An Australian project has set its sights on creating printed batteries that could ultimately be integrated on the back of solar panels.
A collaboration between Printed Energy Pty Ltd, the University of Queensland and the University of New South Wales, the venture recently scored a guernsey in the latest round of Cooperative Research Centre Projects (CRC-Ps) grants; receiving $2 million towards the $12 million project.
Printed Energy says it is developing a unique set of new battery chemistries that can be manufactured using conventional roll-to-roll printing techniques, and it also has patents and IP relating to partially developed printed photovoltaics technology.
The company isn’t providing too much information about the battery chemistries at this stage, but states:
“The key compounds are commonly available metals such as Zinc and Manganese Oxides and inorganic matrix structures mixed with polymers and electrolytes. Most importantly, they are all non-toxic and very low flammability.”

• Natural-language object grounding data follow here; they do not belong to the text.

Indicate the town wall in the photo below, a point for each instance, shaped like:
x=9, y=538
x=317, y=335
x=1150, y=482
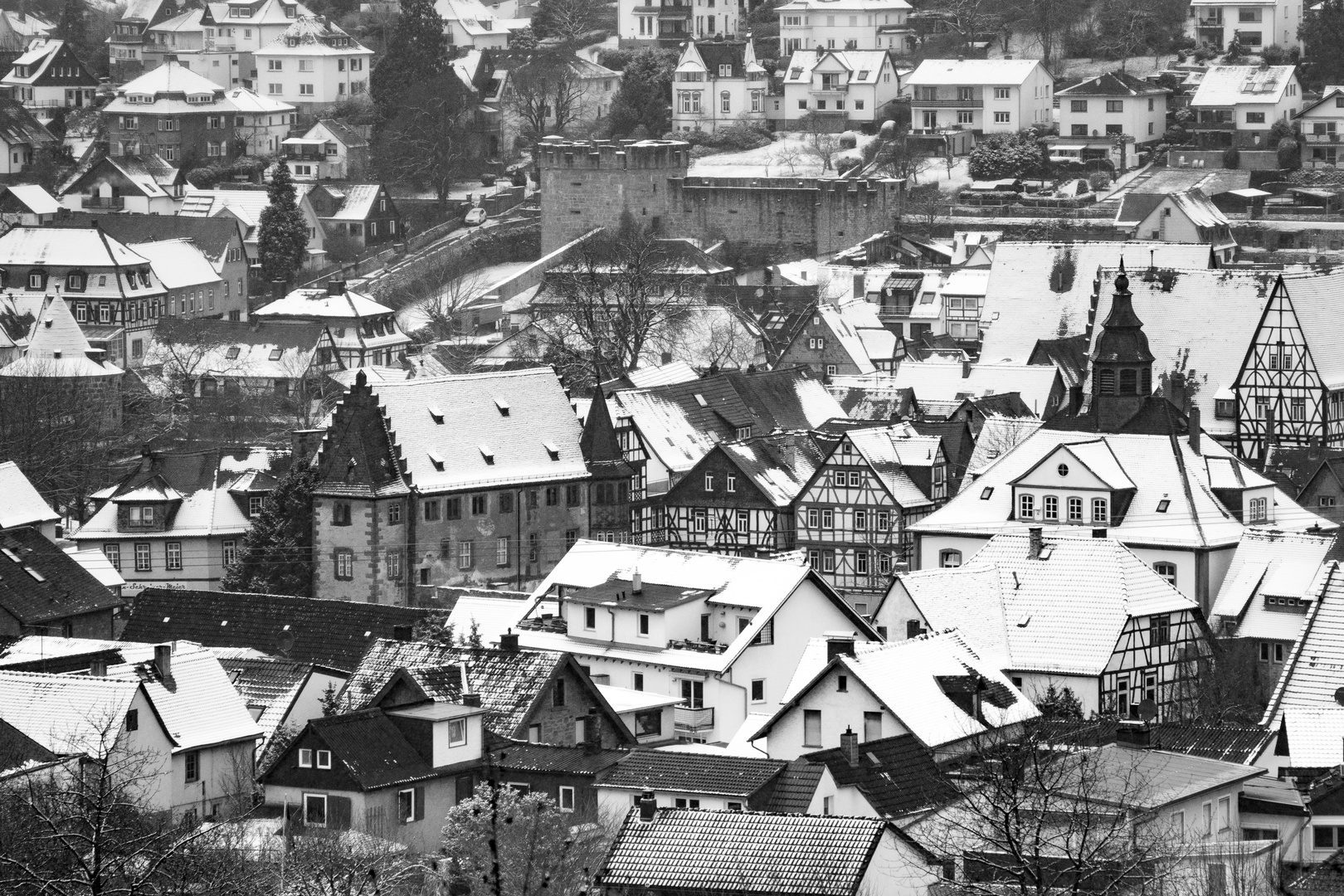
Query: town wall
x=587, y=186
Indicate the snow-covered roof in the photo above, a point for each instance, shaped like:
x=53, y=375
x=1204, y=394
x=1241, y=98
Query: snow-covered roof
x=1059, y=613
x=1166, y=470
x=972, y=71
x=1233, y=85
x=22, y=505
x=178, y=262
x=903, y=676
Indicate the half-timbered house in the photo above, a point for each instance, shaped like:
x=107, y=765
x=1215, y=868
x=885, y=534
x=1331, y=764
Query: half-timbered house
x=665, y=430
x=1142, y=472
x=1083, y=614
x=739, y=499
x=855, y=514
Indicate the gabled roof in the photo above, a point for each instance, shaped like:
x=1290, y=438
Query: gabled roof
x=1062, y=613
x=897, y=776
x=972, y=71
x=693, y=772
x=329, y=633
x=676, y=421
x=1112, y=84
x=476, y=430
x=39, y=582
x=903, y=677
x=66, y=713
x=1163, y=468
x=1233, y=85
x=509, y=683
x=17, y=127
x=22, y=505
x=743, y=853
x=197, y=705
x=373, y=748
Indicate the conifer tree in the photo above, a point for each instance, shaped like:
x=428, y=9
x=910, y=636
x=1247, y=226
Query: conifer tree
x=277, y=553
x=283, y=232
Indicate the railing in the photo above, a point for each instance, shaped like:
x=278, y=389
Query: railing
x=947, y=104
x=689, y=719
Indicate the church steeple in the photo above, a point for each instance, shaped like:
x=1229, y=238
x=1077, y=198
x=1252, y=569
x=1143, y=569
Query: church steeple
x=1121, y=364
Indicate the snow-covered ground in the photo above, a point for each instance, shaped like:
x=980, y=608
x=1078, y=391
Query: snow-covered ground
x=788, y=158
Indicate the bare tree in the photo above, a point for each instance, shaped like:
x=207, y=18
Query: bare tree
x=611, y=299
x=503, y=843
x=548, y=95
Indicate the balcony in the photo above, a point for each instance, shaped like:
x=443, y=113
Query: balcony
x=693, y=720
x=947, y=104
x=113, y=203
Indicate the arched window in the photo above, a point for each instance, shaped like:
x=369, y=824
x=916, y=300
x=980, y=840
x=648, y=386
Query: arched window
x=1129, y=382
x=1099, y=514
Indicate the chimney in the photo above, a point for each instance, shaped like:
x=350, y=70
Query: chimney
x=648, y=805
x=839, y=646
x=1176, y=391
x=163, y=660
x=592, y=733
x=1034, y=543
x=850, y=747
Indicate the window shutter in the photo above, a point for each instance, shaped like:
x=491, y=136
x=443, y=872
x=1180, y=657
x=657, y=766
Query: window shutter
x=338, y=813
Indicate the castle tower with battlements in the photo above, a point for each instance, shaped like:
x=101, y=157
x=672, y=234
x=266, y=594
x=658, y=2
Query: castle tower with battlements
x=592, y=184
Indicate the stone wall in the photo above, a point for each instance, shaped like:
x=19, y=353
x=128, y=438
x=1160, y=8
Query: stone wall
x=587, y=186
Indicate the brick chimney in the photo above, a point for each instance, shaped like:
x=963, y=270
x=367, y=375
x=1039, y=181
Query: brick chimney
x=850, y=747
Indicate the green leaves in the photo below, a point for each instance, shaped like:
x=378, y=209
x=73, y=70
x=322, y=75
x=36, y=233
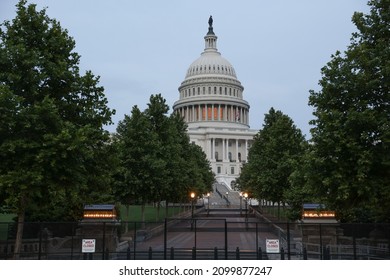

That last point is particularly important if the product is going to be plastered onto the back of a solar panel, where lots of energy is buzzing about very close by and can get rather toasty in normal operation.
Starting Out Small
Printed Energy says it is initially focusing on smaller applications including healthcare equipment, sensors, internet of things (IoT) gadgets and wearable devices before moving on to larger scale applications such as combining flexible solar panels with storage.
From small wearable devices to residential solar panels with a useful level of storage will be a rather large jump, and all sorts of questions present regarding the energy density, life, serviceability and safety of such a system.
For example, a 6kW solar power system is comprised of 24 panels and is well-matched to a 10 kWh battery. In this scenario, back-of-virtual-envelope calculations indicate thin-film batteries integrated on a standard solar panel would need to store around 400 watt-hours.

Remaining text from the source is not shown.